Although the invention made by the present inventor has been described based on the embodiments, the present invention is not limited thereto, and it goes without saying that various modifications can be made without departing from the scope of the invention.

For example, system and emulation 2
The data processing unit 6 may be connected to a system bus, or the data processing process by the data processing unit 6 may be omitted.

In the above description, the invention made by the present inventor was mainly described as an in-circuit emulator which is a field of application which is the background of the invention. However, the present invention is not limited thereto, and a system of microcomputer application equipment is used. It can be applied to various emulators that enable debugging.

The present invention can be applied on condition that it includes at least a real-time trace function and a coverage function.

[0040]

The effects obtained by the typical ones of the inventions disclosed in the present application will be briefly described as follows.

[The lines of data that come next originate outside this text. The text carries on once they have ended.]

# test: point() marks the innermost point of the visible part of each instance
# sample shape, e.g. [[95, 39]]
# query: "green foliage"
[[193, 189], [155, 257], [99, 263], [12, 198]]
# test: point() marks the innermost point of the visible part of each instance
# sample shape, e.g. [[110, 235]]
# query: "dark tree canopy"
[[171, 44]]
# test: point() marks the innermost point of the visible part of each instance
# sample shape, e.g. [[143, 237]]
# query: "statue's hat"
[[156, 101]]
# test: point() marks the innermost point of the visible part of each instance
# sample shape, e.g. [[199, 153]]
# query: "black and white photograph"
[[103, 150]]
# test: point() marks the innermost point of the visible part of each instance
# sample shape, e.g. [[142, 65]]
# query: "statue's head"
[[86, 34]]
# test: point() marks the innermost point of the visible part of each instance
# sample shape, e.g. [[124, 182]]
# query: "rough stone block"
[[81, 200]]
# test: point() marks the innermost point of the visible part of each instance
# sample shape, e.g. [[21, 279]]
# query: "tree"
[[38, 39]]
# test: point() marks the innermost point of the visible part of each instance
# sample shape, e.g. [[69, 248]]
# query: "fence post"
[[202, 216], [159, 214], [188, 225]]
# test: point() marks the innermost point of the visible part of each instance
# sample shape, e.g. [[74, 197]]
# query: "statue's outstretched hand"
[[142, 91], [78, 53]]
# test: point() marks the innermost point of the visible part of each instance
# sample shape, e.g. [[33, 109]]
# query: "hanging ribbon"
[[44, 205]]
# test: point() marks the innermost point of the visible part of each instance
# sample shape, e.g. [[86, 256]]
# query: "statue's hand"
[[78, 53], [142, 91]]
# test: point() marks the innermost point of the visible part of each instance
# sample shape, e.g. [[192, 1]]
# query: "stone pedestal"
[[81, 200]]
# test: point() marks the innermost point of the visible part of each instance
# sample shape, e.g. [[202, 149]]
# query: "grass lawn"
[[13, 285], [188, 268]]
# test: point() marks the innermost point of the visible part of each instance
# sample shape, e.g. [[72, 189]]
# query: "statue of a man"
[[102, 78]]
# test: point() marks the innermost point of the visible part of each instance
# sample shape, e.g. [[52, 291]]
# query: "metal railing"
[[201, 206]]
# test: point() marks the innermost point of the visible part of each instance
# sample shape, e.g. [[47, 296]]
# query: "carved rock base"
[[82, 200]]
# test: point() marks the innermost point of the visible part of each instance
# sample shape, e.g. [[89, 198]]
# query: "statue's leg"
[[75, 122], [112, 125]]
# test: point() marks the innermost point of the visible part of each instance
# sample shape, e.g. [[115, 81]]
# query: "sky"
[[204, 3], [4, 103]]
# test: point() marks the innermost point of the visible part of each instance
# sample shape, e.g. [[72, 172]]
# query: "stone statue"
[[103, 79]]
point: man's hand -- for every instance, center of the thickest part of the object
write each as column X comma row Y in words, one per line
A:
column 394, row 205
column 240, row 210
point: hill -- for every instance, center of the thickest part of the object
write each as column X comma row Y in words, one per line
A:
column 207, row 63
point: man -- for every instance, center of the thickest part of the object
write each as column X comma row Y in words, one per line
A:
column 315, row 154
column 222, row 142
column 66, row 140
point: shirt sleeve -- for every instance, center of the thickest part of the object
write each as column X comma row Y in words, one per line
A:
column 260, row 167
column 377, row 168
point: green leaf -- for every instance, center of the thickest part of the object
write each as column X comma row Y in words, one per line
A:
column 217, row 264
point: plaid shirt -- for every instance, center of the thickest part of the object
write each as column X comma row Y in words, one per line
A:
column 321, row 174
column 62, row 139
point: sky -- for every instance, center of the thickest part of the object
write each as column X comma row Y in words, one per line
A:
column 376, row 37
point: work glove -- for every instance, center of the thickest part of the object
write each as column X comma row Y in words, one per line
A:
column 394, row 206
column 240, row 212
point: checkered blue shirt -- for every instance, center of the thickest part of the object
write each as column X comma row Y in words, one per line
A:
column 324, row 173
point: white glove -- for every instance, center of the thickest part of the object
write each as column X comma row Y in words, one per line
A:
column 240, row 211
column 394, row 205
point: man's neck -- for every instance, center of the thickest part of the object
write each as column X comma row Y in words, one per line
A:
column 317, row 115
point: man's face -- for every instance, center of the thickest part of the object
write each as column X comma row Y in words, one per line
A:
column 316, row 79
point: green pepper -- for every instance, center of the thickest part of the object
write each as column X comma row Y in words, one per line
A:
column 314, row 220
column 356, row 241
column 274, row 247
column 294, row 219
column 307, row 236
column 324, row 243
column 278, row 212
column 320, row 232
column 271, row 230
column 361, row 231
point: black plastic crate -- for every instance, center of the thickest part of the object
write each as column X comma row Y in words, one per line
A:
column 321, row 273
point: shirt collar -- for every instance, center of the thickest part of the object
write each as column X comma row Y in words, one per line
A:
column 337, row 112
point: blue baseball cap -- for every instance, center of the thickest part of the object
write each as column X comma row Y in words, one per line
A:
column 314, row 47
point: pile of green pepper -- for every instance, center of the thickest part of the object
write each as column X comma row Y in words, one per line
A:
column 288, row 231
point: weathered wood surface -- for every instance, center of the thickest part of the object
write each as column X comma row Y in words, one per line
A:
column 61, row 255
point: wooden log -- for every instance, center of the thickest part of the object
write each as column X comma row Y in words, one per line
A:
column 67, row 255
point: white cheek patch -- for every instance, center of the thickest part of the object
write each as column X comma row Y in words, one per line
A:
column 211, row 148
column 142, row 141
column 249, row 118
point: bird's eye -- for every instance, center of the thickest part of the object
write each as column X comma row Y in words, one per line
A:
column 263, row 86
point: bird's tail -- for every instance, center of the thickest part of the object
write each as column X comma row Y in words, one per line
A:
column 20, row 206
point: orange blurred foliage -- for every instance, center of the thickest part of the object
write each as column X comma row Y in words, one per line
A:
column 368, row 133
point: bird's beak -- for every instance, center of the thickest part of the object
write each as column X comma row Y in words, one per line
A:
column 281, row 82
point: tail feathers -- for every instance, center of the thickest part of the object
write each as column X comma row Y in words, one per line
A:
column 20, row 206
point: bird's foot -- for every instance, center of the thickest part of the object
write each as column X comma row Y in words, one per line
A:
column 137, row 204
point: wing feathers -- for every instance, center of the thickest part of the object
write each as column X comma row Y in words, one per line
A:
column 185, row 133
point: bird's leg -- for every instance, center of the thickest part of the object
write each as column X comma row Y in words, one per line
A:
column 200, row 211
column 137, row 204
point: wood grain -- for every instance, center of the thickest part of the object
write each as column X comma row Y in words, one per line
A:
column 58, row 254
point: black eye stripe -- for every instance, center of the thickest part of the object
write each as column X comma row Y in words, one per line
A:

That is, the read operation of the break condition and the write operation of the coverage information are controlled to be performed in a time-division manner with respect to a single memory, so that the coverage storage means and the break condition storage means are unified. It can be realized by the memory of, and the emulator can be miniaturized.

[Brief description of drawings]

FIG. 1 is a configuration block diagram of a main part of an in-circuit emulator according to an embodiment of the present invention.

FIG. 2 is an operation timing chart of a main part of the in-circuit emulator.

FIG. 3 is an overall configuration block diagram of the in-circuit emulator.

[Explanation of symbols]

 1 memory 2 address switching unit 3 control unit 4 data output buffer 5 break request signal 6 data processing unit 7 data register 27 PC address generation unit 31 MMCU 32 master bus 33 emulation control unit 34 real-time trace unit 35 proxy memory unit 36 break control and coverage Trace part 37 Slave bus 38 SMCU 39 Interface 40 Cable 41 Plug 50 In-circuit emulator

Claims (2)

[Claims] 1. Coverage information storage means for enabling the writing of coverage information for execution of a user program by a microprocessor, and emulation operation when the control state of the microprocessor or the state of the slave bus reaches a preset state. An emulator including break condition storage means capable of storing break conditions for stopping includes a control means for performing time-division of break condition reading and coverage information writing on a single memory. An emulator characterized in that the coverage storage means and the break condition storage means are realized by a single memory. 2. The emulator according to claim 1, wherein the control means allocates a first half of one cycle in emulation execution to a read operation of a break condition and a second half of the one cycle to a write operation of coverage information.